Литмир - Электронная Библиотека

— Доброе утро, профессор! — оттарабанил он. Тот рассмеялся и махнул пухлой кистью: садись, вроде как. Леарза оглянулся и обнаружил, что столовая почти пуста: пожалуй, иначе они бы заметили приближение профессора Квинна, поскольку люди здесь его явно знали, и вот сидевший за дальним столиком человек в сером приветственно поднял руку, а Квинн ответил ему тем же, потом придвинул третий стул и сел с ними.

— Я понимаю, язык Руоса — с некоторых пор почти мертвый язык, на котором говорит всего лишь один человек, — мягко обратился он к своему помощнику, — но считаю, Гавин, что тебе все же стоит освоить его до конца, включая глагольную систему: ради опыта. А посему, будь добр, иди вон отсюда и продолжай учить. Время на языковую практику у тебя еще будет, хоть отбавляй. Кстати говоря, что насчет выборки из библиотеки Ларкина? Ты уже составил ее?

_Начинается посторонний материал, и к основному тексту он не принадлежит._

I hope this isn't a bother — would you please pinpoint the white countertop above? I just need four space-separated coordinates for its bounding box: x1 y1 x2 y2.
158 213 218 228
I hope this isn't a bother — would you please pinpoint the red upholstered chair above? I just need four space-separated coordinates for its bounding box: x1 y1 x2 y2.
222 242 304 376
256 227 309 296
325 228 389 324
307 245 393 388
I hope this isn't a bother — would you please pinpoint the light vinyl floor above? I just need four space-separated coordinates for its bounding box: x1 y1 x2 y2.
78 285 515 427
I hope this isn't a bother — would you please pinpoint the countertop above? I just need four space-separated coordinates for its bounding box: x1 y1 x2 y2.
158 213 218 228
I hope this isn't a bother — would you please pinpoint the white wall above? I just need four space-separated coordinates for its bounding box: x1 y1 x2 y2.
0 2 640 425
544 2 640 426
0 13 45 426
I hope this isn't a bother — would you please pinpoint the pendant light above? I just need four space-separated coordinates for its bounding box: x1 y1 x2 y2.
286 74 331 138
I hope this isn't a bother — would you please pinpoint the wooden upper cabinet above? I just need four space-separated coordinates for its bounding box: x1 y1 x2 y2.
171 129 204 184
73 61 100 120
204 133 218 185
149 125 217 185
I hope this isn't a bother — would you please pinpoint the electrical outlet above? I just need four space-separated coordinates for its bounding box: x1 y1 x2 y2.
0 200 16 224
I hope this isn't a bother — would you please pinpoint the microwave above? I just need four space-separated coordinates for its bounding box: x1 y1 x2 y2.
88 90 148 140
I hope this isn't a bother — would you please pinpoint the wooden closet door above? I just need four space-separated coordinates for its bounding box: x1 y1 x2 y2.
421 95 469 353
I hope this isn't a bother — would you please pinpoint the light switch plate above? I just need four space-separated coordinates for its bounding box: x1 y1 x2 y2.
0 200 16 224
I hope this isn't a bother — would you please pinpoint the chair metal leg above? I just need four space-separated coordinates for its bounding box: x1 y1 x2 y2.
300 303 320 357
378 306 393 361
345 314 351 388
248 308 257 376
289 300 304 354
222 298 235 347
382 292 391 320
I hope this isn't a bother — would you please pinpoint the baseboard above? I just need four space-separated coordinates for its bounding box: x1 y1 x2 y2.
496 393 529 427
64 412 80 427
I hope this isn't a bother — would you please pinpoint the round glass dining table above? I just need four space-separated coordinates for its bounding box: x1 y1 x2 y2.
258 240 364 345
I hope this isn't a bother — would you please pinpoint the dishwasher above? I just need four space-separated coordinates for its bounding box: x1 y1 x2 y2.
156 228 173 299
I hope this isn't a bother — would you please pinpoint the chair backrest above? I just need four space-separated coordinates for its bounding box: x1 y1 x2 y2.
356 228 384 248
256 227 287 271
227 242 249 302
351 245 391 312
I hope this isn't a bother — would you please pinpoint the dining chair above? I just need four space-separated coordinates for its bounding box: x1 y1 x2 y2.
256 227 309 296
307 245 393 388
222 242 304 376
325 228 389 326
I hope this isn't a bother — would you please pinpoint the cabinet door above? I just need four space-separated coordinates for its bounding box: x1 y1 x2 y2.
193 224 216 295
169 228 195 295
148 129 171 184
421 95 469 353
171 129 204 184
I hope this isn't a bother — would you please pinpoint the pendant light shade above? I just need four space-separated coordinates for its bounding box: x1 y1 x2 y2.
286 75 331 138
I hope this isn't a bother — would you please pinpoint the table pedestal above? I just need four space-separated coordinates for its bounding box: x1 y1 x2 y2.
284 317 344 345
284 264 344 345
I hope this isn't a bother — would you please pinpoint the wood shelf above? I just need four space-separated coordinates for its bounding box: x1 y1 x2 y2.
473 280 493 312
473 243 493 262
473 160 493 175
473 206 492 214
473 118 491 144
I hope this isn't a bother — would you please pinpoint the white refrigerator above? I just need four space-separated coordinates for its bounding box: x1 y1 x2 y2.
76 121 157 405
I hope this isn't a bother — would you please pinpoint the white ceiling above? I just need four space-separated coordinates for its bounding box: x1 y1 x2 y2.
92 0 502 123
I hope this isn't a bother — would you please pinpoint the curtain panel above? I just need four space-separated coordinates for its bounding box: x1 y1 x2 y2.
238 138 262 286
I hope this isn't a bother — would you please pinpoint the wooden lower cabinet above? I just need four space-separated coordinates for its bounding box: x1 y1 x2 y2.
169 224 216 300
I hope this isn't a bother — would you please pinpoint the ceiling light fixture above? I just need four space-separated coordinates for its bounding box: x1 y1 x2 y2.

— Нет, профессор, — округлил глаза Гавин. Они у него были почти что медные, в тон волосам. — Я пойду, профессор.

Леарза лишь успел озадаченно поднять руку (этот жест он подсмотрел у местных и немедленно взял на заметку). Рыжего и след простыл; только осталось лежать несколько крошек на столе у того места, на котором он сидел. Профессор Квинн огладил свою бороду, добродушно улыбнулся китабу.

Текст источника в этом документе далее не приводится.